Sodium channels are integral membrane proteins that form ion channels, conducting sodium ions (Na+) through a cell's plasma membrane. They are classified according to the trigger that opens the channel for such ions, i.e. either a voltage-change ("Voltage-gated", "voltage-sensitive", or "voltage-dependent" sodium channel also called "VGSCs" or "Nav channel") or a binding of a substance (a ligand) to the channel (ligand-gated sodium channels).
In excitable cells such as neurons, myocytes, and certain types of glia, sodium channels are responsible for the rising phase of action potentials. These channels go through 3 different states called as resting, active and inactive states. Even though the resting and inactive states wouldn't allow the ions to flow through the channels the difference exists with respect to their structural conformation.
Sodium channels are highly selective for the transport of sodium ions across cell membranes. The high selectivity with respect to the sodium ion is achieved in many different ways. All involve encapsulation of the sodium ion in a cavity of specific size within a larger molecule.

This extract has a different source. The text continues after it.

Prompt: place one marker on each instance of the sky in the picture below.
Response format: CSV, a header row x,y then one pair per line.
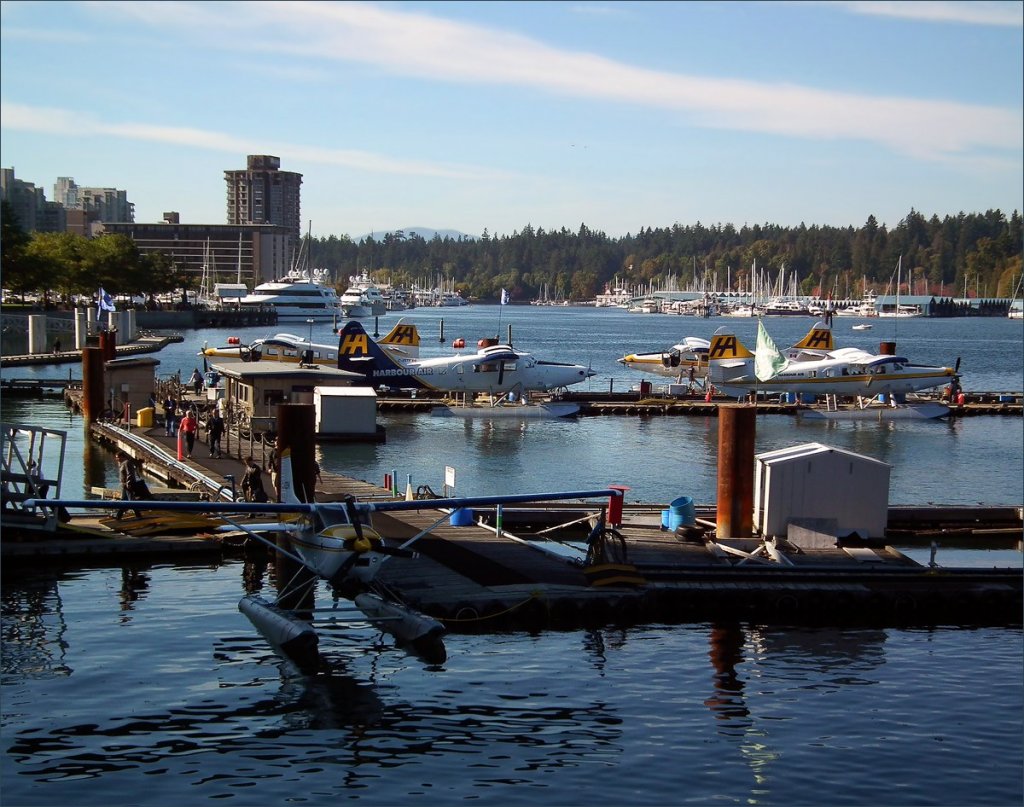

Sodium channels consist of large α subunits that associate with proteins, such as β subunits. An α subunit forms the core of the channel and is functional on its own. When the α subunit protein is expressed by a cell, it is able to form channels that conduct Na+ in a voltage-gated way, even if β subunits or other known modulating proteins are not expressed. When accessory proteins assemble with α subunits, the resulting complex can display altered voltage dependence and cellular localization.
The α-subunit has four repeat domains, labeled I through IV, each containing six membrane-spanning segments, labeled S1 through S6. The highly conserved S4 segment acts as the channel's voltage sensor. The voltage sensitivity of this channel is due to positive amino acids located at every third position. When stimulated by a change in transmembrane voltage, this segment moves toward the extracellular side of the cell membrane, allowing the channel to become permeable to ions. The ions are conducted through a pore, which can be broken into two regions. The more external (i.e., more extracellular) portion of the pore is formed by the "P-loops" (the region between S5 and S6) of the four domains. This region is the most narrow part of the pore and is responsible for its ion selectivity. The inner portion (i.e., more cytoplasmic) of the pore is formed by the combined S5 and S6 segments of the four domains. The region linking domains III and IV is also important for channel function. This region plugs the channel after prolonged activation, inactivating it.